Оба мужчины опустили головы в мучительном раздумье. Затем они посмотрели на Вальтера, словно тот мог разрешить это проблему.
— Я думаю, — сказал Вальтер, — что по отношению к фашизму вы можете поступать так же, как и к Церкви. Точно так же, как в Церкви вы не смешиваете ее политическую ориентацию с ее духовными установками, так и в фашизме вы не будете придавать одинаковое значение его универсальному принципу и движущим ситам, которые он воплощает и которыми он при удобном случае злоупотребляет. Если вам не удастся добиться торжества фашизма в ваших странах, вы испытаете на себе чудовищное последствие своей немощи, и вам придется защищать, если понадобится, эти страны против фашистских сил, невольно способствуя торжеству сил антифашистских. Как и Церковь, фашизм может подождать, но вы не можете приносить свою родину в жертву силам, которые служат фашизму.

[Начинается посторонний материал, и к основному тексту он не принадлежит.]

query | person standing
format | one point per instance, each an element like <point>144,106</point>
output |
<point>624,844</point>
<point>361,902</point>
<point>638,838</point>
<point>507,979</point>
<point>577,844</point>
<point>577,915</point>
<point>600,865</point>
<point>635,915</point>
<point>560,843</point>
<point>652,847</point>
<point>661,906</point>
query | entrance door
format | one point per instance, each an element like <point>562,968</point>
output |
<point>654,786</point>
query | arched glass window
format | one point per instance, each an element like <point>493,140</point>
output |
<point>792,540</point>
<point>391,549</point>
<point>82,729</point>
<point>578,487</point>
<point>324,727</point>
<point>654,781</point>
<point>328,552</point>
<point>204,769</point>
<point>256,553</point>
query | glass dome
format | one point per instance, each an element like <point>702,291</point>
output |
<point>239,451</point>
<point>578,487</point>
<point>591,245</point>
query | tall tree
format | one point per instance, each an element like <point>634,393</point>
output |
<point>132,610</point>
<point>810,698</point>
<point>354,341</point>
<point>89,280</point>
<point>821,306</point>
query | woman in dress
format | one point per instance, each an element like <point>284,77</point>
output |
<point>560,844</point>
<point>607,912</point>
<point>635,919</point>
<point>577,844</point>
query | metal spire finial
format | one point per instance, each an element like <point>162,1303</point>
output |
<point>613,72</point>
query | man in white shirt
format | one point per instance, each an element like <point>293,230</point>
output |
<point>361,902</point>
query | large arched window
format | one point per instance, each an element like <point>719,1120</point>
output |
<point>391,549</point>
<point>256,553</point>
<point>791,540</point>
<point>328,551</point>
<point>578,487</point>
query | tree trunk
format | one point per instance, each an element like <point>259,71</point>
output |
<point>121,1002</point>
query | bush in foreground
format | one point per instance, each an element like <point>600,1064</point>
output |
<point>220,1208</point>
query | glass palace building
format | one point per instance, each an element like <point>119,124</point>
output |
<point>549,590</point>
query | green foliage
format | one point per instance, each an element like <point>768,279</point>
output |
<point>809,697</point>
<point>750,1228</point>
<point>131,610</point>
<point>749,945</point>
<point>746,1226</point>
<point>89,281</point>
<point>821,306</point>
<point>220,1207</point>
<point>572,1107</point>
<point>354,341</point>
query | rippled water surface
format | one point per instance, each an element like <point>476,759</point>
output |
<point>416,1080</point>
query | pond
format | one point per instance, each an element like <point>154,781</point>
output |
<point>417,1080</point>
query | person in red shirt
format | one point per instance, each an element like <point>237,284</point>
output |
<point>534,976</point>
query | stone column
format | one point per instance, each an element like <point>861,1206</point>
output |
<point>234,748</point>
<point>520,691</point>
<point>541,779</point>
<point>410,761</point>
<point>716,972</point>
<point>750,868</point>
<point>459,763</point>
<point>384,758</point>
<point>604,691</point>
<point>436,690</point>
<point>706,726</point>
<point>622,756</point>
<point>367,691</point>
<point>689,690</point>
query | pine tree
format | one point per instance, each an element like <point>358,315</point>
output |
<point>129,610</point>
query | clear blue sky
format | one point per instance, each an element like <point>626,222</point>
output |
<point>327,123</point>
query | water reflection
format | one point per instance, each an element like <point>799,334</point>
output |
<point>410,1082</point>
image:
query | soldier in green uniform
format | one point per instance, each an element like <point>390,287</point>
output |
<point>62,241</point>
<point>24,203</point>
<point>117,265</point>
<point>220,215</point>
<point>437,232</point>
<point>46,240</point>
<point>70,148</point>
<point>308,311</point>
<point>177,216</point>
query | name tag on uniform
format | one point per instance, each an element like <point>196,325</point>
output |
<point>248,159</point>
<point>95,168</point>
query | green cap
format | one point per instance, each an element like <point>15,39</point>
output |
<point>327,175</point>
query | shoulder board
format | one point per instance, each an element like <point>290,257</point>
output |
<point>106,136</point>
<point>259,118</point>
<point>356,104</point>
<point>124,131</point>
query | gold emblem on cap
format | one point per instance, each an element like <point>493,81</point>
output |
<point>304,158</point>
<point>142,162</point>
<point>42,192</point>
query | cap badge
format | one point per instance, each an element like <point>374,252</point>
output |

— Если Польша вступит в союз с Россией против Германии, если она позволит красным оккупировать себя, я уже не смогу больше сражаться за Польшу. Так как это значило бы пожертвовать не только фашизмом, но и Церковью. Смотрите, что здесь происходит: чтобы спасти Церковь, основу Европы, честные испанцы будут вынуждены призвать на помощь Италию и Германию.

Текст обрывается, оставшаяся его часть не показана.